Lenses have the ability to bend light or change its direction. A minus-powered lens causes light to diverge once it has passed through, while a plus-powered lens does the opposite by converging the light towards a point. A minus lens is generally thicker at the outside edges than at the centre, and a plus lens is thicker at its centre than at the edge. This applies to both spectacle and contact lenses.

Minus Lenses and Short-sight
As the short-sighted eye focuses light in front of (or short of) the retina, it makes sense to use a minus lens to take the focus back to the retina. It changes the direction of light before it enters the eye, by making it more divergent. This, coupled with the normal focusing of the short-sighted eye, serves to place the focal point back on the retina, assuming the correct strength of prescription has been used.

Plus Lenses and Long-sight
The long-sighted person's focus is too far back, so a plus-powered lens is ideal in order to create more bending of light. This convergence of light occurs in front of the eye and when the effect is coupled with that of the eye's normal focusing, the focal point is brought forward onto the retina.

Plus Lenses and Presbyopia
The visual experience of presbyopia is the same as that for long-sight, in that near objects are blurry. The difference is that long-sighted individuals have a prescription for distance as well as near vision, and that prescription is always plus-powered. Presbyopes have a more plus-powered prescription up close only, while their distance vision could be perfect, short-sighted or even astigmatic. So, whatever the individual's distance prescription may be, the near prescription is invariably different.

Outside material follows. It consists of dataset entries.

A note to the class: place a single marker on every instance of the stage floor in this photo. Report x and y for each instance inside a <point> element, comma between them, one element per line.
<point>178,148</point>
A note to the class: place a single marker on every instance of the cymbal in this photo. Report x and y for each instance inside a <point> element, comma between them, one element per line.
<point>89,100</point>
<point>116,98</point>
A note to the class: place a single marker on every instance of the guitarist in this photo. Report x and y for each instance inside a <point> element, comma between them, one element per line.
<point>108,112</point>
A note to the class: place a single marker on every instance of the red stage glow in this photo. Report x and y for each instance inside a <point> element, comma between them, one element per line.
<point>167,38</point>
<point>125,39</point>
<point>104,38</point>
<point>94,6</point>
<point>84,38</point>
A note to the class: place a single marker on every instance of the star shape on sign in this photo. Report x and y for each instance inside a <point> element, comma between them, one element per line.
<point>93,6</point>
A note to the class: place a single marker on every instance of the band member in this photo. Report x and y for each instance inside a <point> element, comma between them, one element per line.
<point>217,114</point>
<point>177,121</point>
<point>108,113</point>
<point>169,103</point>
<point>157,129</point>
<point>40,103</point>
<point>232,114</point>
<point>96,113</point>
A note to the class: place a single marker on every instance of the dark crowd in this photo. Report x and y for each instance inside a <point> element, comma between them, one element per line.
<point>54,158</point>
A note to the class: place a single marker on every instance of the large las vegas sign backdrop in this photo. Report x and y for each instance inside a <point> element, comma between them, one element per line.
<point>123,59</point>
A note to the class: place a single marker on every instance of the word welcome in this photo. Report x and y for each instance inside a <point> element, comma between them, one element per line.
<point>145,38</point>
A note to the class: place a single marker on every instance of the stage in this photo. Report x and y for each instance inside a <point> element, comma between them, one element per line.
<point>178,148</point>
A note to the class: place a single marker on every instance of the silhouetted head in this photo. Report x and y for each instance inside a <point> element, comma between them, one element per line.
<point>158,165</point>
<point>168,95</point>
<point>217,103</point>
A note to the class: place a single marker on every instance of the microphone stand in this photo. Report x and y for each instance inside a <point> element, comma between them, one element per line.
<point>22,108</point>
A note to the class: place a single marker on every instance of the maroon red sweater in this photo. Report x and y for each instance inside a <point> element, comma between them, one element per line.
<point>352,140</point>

Toric Lenses and Astigmatism
The astigmatic eye possesses two main areas of curvature, causing light to focus shorter along one curve and further back along the other. Since minus lenses push the focus of light further back and plus lenses bring focal points forward, a combination of the characteristics of these lenses in a single lens solve the problem of astigmatism. This lens form is termed "toroidal", and in contact lenses, the term "toric" is often used.